Balanced on my tip toes, the action on the other side of the screen captured my attention and I lingered a moment peering through the window into my neighbors compound. They were scurrying about picking up the pieces of part of their 'home' that had been completely blown away in the night. I was overwhelmed with feeling and I suddenly realized that in a strange way the rains had also washed away the self-centered haze that’s been clouding my vision since arriving in Darfur.

The dust was gone and I could finally see how much I have here and how thousands of people surrounding me have nothing. I’ve been so focused on all that I’ve given up to be here, that I’ve lost sight of the true abundance of blessings that I possess.

I walked through town today and up to the top of the small hill that overlooks Geneina where hundreds of little straw shelters have been built by people who have been forced out of their own villages. I wondered how they fared the rains? I try to imagine what these people do when rain beats down on their heads in the night? Do they crouch in the corner and hover over their children to try to keep them dry? Do they shiver? Can they even count the hours to sunrise like I do on my sweaty sleepless nights when they have no watch or timex indiglo alarm clock?

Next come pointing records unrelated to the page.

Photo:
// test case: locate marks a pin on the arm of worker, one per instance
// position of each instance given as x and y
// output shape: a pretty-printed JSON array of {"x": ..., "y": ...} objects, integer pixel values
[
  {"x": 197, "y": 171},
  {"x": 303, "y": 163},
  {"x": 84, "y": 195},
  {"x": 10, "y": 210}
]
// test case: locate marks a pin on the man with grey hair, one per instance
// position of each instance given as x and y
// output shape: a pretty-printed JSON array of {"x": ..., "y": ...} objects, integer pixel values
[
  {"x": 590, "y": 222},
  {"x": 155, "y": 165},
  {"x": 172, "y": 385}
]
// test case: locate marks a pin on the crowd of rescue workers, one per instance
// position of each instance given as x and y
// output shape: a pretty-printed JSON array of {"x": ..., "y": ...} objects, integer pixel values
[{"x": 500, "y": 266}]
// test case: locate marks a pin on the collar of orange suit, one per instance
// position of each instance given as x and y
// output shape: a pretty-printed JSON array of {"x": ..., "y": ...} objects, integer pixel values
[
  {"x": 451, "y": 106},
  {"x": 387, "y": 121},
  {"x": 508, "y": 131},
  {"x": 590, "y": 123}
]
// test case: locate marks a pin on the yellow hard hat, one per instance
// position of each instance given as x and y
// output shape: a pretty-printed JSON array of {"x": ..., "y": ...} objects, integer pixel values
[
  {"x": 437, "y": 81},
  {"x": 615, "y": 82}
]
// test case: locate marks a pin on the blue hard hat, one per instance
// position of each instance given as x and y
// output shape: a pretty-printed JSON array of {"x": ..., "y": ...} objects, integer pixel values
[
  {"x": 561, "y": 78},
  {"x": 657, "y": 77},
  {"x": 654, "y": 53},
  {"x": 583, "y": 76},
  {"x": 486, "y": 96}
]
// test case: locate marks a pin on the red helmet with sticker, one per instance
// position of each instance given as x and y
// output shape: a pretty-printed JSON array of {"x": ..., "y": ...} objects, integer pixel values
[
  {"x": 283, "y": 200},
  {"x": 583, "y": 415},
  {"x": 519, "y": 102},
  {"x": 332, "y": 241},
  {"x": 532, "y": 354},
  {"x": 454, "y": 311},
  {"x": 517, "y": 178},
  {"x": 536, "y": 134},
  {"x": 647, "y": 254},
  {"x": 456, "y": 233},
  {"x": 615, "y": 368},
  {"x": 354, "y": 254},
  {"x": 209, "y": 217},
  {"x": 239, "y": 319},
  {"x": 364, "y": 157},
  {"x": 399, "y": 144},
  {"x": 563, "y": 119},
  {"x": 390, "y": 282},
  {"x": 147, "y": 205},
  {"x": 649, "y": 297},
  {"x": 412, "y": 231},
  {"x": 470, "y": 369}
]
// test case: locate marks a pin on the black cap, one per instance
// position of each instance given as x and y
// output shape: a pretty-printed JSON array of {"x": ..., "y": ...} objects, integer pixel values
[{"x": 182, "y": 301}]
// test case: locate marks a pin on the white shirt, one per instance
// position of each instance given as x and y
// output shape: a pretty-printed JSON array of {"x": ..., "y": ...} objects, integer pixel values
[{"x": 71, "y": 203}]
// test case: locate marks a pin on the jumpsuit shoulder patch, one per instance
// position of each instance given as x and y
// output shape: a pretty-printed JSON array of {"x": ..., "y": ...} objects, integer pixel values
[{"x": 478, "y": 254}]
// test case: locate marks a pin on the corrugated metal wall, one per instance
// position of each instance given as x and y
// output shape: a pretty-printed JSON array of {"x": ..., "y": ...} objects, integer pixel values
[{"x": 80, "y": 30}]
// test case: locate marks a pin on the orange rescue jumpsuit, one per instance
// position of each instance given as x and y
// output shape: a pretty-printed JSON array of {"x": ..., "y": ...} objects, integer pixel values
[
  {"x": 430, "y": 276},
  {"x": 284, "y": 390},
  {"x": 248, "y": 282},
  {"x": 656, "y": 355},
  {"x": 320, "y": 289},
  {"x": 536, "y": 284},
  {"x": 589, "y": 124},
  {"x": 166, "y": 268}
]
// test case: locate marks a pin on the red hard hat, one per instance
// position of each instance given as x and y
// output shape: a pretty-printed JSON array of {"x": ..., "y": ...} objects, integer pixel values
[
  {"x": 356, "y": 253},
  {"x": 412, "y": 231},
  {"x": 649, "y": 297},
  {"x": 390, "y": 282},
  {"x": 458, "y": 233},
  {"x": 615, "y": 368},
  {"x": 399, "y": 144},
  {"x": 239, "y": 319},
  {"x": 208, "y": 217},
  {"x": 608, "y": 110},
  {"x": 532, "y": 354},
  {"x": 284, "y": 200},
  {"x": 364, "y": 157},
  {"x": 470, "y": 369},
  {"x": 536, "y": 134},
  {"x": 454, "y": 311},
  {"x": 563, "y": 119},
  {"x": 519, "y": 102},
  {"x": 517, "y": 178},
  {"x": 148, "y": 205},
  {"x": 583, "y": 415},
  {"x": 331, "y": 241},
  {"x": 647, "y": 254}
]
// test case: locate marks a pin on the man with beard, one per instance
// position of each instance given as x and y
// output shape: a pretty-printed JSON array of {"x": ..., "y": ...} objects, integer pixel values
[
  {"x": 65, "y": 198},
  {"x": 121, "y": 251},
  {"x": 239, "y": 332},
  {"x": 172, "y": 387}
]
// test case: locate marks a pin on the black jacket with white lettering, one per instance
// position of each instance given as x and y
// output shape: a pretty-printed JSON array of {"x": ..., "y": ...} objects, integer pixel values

How will they cope when the rains come to stay for the next few months?

Perhaps tonight as I lie awake again in my hot and sweaty room, instead of counting sleepless minutes, I’ll count the things I’m thankful for… the walls around me… the ceiling over my head… and the amazing opportunity that I have to be living among the people of Sudan.


The best thing one can do when it's raining is to let it rain.
~Henry Wadsworth Longfellow

Tuesday, May 24, 2005


a curious self portrait

Sunday, May 22, 2005

Beginning

So far my posts about Sudan seem to be all about me- but I guess that is the way it is when you are settling in. I've been thinking about beginnings this week as I process all the 'new' things around me. However, I think I may have overloaded my sense of discovery and as a result I have the song from the Sound of Music stuck in my short-circuited brain. "Let’s start at the very beginning, it’s a very good place to start...to sing you begin with Doe..Re..Me…”

Anyway, beginning is all about learning. It is about finding the way, acclimating, redefining your reality and staking the boundaries of your new comfort zone. Beginnings have the benefit of the being a “new leaf,” “clean slate”, “empty book” and all the exhilarating and optimistic metaphors of “newness.” Yet, beginnings can also have the frustrating flip side staring at the hundreds of empty pages and realizing that your daunting task ahead is to fill it.

I looked to the wise philosophers of old for advice and Plato said, “The beginning is the most important part of the work.” I wonder if he learned that from Julie Andrews and the singing children?

So here I am at the beginning, attempting to stake my ground. Even though I feel like I've been here for a long time already some days, I am also constantly reminded by my newcomer naivety that I have just arrived.

I so much want to understand this world around me. I want to be able to reply to the mango ladies in the market and ask how much the oranges cost. I want to respond to the children who wave at me and shout Kahwajha (white person) with something more than a smile. I want to be able to communicate with the people, but even the smallest transaction and interaction begin at the beginning. I have to start small with hellos and thank you and counting to 10 and learning all of these throaty sounds that make German seem normal. Yes, it is coming, but there is still so much more to go.

My job is a little bit in the beginning too. I’m navigating through the start of it and beginning to understand nomadic and agriculture patterns, which crops get planted in the rainy season, and the number of people that an open well can provide clean drinking water for. I'm beginning to decipher all kinds of relief lingo, recognize the names of places like Azirni, Habila, and Um Tagouk, and grasp some of the reasons why West Darfur is a mess.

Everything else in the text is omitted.